Sospiri e D’Incecco battuti La beffa arriva dai 5 Stelle

27 Settembre 2022

Il capogruppo del Carroccio: la competizione interna ha rafforzato la coalizione Il presidente del consiglio: «Il risultato di FI in Abruzzo è il secondo in Italia»

PESCARA. La Lega si ferma all’8,28%, in Abruzzo, e Forza Italia arriva al 12,13%, per il Senato. Con questi numeri non approdano a palazzo Madama né Vincenzo D’InceccoLorenzo Sospiri, candidati al proporzionale rispettivamente per il Carroccio e per i forzisti, due politici pescaresi con radici comuni, quelle di Alleanza nazionale, e oggi in due partiti diversi della stessa coalizione. La spunta invece il Movimento 5 Stelle che raggiunge il 18,72% e piazza al Senato Gabriella Di Girolamo.
Una competizione, quella tra Sospiri e D’Incecco, che può apparire controproducente, o forse portatrice di voti solo per i grillini, ma «i seggi si assegnano sulla base della coalizione e non dei singoli», fa notare D’Incecco, capogruppo in Comune a Pescara e in Regione. «Quindi la competizione interna ha aumentato e non ridotto la possibilità che il centrodestra prendesse un secondo seggio in Abruzzo, poi sfumato per 700 voti. I dati, quindi, vanno letti con attenzione. E nei dati leggo che l’Abruzzo si è piazzata al sesto posto in Italia, per i consensi della Lega al Senato. Certo sono insoddisfatto per la mancata elezione personale ma sono soddisfatto per il risultato alla Camera. E aggiungo che se non ci fosse stata la candidatura pescarese non avremmo preso l’8,28%, ma sarebbe stato ancora più difficile».
«Nella sfida personale ha prevalso la candidata dei 5 Stelle e ovviamente, com’è naturale che sia, accettiamo la scelta degli elettori, a partire dai percettori del reddito di cittadinanza», commenta invece Sospiri, presidente del consiglio regionale. «Personalmente ringrazio tutti coloro che mi hanno dimostrato fiducia, soprattutto gli elettori disinteressati che hanno barrato la lista Forza Italia permettendoci di raggiungere un risultato eccezionale. Al Senato, Forza Italia è la seconda forza del centrodestra in Abruzzo, raggiungendo l’obiettivo che ci eravamo prefissati.
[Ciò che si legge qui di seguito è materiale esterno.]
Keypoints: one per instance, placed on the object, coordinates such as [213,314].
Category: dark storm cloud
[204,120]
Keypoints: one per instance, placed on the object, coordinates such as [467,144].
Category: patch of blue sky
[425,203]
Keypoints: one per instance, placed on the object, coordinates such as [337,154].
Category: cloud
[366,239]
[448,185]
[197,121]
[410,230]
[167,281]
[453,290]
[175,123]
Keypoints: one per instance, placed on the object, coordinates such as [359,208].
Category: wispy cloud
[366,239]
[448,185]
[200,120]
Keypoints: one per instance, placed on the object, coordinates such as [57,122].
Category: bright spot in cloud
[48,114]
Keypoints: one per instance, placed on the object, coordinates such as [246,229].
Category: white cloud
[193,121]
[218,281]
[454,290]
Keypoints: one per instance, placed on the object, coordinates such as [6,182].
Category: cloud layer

E questo è un punto di ripartenza, guardando ai prossimi appuntamenti elettorali», prosegue il rappresentante degli azzurri facendo notare che «il nostro sembra essere il secondo miglior risultato registrato in Italia. Ora l’esame del dato elettorale ci permetterà di individuare le criticità territoriali e di coalizione per cominciare a costruire, coinvolgendo ogni singolo comune del nostro Abruzzo». Ma sopra ogni cosa, fa notare Sospiri, va sottolineato che «il centrodestra ha vinto le elezioni politiche».
Se poi qualcuno pensa che la scelta delle candidature abruzzesi della Lega abbia inciso negativamente sull’esito del voto, D’Incecco commenta che «non è questione di candidature, anzi i numeri dicono il contrario, visto che con questi nomi ci siamo piazzati come sesta regione in Italia, per numero di consensi. Credo, invece, che la Lega abbia perso il consenso politico di qualche anno fa per via dell’appoggio al governo Draghi». Quanto ai voti del M5S, «vanno riconosciuti, ci mancherebbe, ma per me non sono un riconoscimento alla classe politica locale, bensì il frutto del reddito di cittadinanza, della scissione di Di Maio, e rappresentano anche una quota di fuoriusciti dal Pd. Per quanto mi riguarda sono sereno, grato dei voti ricevuti e vicino a Salvini, certo che darà una spinta al Governo». E magari a livello locale in casa Carroccio c’è anche la gratificazione legata al voto cittadino: a Pescara la Lega ha ottenuto il 9,12%, cioè più del dato regionale, e Forza Italia l’11,66%, meno del dato regionale.